Читаем Rabbit Remembered полностью

Pru says, twisting her head to talk to Annabelle, "So you got pawed. So did I. My father was a crumb-bum, when you think about it. It's not the end of the world." She is tough. Her nose looks sharp as a witch's in profile but he senses her bulk, her body in the shimmery silk dress and rust-brown overcoat, as radiating warmth. Her long hands lie idle in her shadowy lap. He reaches down to adjust the car heat, and his own hand and Pru's knees show similarly pale in the dash-light glow. He remembers how once when she was new to their family she surprisingly comforted him by telling him, Why, honey. I think from what I've seen your parents are quite fond of each other. Couples that have stayed together that long, they must have something.

In the back seat, his sister is sniffling and Billy is saying, "Easy, easy. We're talking ancient history."

The road has stoplights now, and up ahead somebody, a car dealer or club owner, has gone to the expense of renting a bank of spotlights; three of them stir the sky to the limits of the local haze.

"We are passing," Nelson announces in a tour guide's droning tone, "the former site of Springer Motors Toyota Agency, now derelict."

Mom sold the acreage and building to a computer-components company that never took off; a sudden turn in technology left it behind. By inner moonlight Nelson sees the ghosts of his father and himself and Charlie Stavros and Elvira Ollenbach standing at the boarded-up windows looking out at Route 111 for customers that will never come.
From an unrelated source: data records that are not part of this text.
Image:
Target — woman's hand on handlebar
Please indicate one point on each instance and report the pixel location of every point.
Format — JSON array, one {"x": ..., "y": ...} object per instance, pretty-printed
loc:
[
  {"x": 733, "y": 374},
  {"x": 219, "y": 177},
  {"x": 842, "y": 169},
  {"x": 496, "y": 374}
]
"My father's!" Annabelle says, sitting up with a rustle. "I remember. With Jamie. He bought an orange Corolla, eventually."
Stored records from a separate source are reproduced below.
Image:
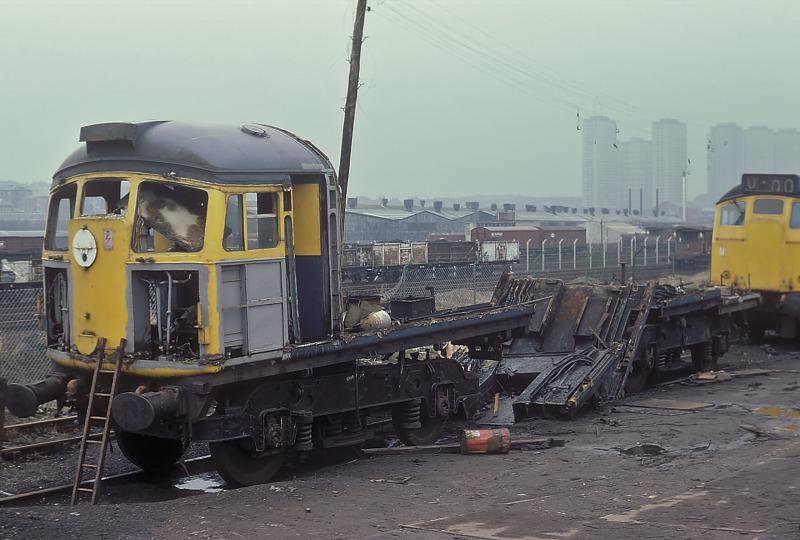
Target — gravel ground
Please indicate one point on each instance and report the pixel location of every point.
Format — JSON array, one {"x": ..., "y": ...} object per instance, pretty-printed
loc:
[{"x": 713, "y": 479}]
"It was my mother's, more," Nelson says. "It's sad to see. The company that bought it from her is still in bankruptcy proceedings, ten years later. They've probably forgotten that they own it. I heard a Barnes and Noble was interested, to make a superstore."
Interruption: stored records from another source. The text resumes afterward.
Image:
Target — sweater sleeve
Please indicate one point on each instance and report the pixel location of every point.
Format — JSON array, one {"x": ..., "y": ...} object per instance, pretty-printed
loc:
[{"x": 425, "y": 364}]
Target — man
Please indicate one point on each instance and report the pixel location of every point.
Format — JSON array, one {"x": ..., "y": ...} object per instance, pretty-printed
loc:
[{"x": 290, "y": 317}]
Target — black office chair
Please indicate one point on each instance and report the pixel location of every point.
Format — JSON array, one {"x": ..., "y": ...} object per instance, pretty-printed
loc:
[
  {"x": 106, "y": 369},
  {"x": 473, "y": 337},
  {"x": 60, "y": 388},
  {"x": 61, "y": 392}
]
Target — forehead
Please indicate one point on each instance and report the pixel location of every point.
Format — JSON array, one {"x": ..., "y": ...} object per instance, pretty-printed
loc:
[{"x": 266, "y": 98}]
The spotlights are a little farther down Route 111, in front of what was once a Planter's Peanuts store and became, added on to, a disco in the Seventies. The tall thin silhouette of Mr. Peanut outside, a twelve-foot billboard, became a nearly nude dancing girl with her naughty parts covered by bubbles, but that was too sexist to last. Now the humanoid shape holds a cowgirl in short white skirt and high white boots advertising PURE COUNTRY MUSIC. Country music keeps coming back. Or is it just slow to go away? The parking lot looks only half full. People with sense are staying home tonight, exhausted by the hype, petrified of fanatic Arabs sneaking in from Canada.

"Hey, Nellie," Billy pipes up. "It's getting close to midnight, and we're nowhere."

"I know, I'm going as fast as I can. If you hadn't got me lost-"

"Did Nelson ever tell you the story," Pru asks Annabelle, "how he lost the agency up his nose?"

"No, not really." Her voice sounds dried out, for now.

"Say, thanks a lot," Nelson complains to his wife.

"Siblings should have no secrets," Pru says, and makes, he knows without looking, that prudish little mouth of hers, as if sucking on something tart. "Nelson wasn't always such a saint."

"He was a pill of a sissy, in fact," Billy contributes, making the fun rougher. "A real little mamma's boy, terrified of his father, who was a pretty nice guy, actually."

"Unlike yours," Nelson tells him. "What a sleazebag."

"Very musical, though," Billy tells Annabelle. "He could play anything, any instrument, by ear."

"Oh, I've always wanted to be able to do that!" she responds, snuggling from the way her voice squeezes down. Does Nelson imagine it, or is there the purr of a zipper being unzipped, that long diagonal zipper on the front of her dress? His sister giggles, and a hand is lightly slapped.